YOU CAN’T TEACH ANYONE TO WRITE BUT ….

Monday 9th February brings us our third talk of the term, with veteran comedy writers and collaborators PETER VINCENT and IAN DAVIDSON sharing their tricks of the trade.  Peter Vincent, is of course,  one of our longstanding members, and has a TV track record that goes back many years as a writer and editor.  He wrote or co-wrote 69 episodes of comedy for the BBC including seven series of Sorry with Ian Davidson, and episodes of All at No. 20 and the Brittas Empire.  He wrote for twelve series of The Two Ronnies and also edited some of the scripts.  He was Dave Allen’s script editor for around twenty years, and also edited the Russ Abbot show with Barry Cryer.  He has worked with Frankie Howerd, Tommy Cooper, Bob Monkhouse, Bruce Forsyth, Harry Secombe, David Frost, Cliff Richard, Les Dawson, Michael Parkinson and many others.  He has also written plays with David Nobbs, John Chapman and Barry Cryer.
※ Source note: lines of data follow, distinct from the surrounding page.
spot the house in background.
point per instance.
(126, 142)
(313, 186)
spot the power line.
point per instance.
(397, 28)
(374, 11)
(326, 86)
Aside from their collaborations, Ian Davidson has performed and written with Michael Palin and Terry Jones at Oxford University - his first BBC writing credit was for That Was The Week That Was in 1963 - he became an actor at The Second City in Chicago. Returning to the UK, he worked for Ned Sherrin (as a film director) and David Frost, and then began a lifelong association with Barry Humphries as a writer and director. He appears, briefly, in many of the Monty Python's Flying Circus episodes - notably as a Dead Indian On a Pile of Dung, and as a news reporter who interrupts a sketch to say that it's his first time appearing on television.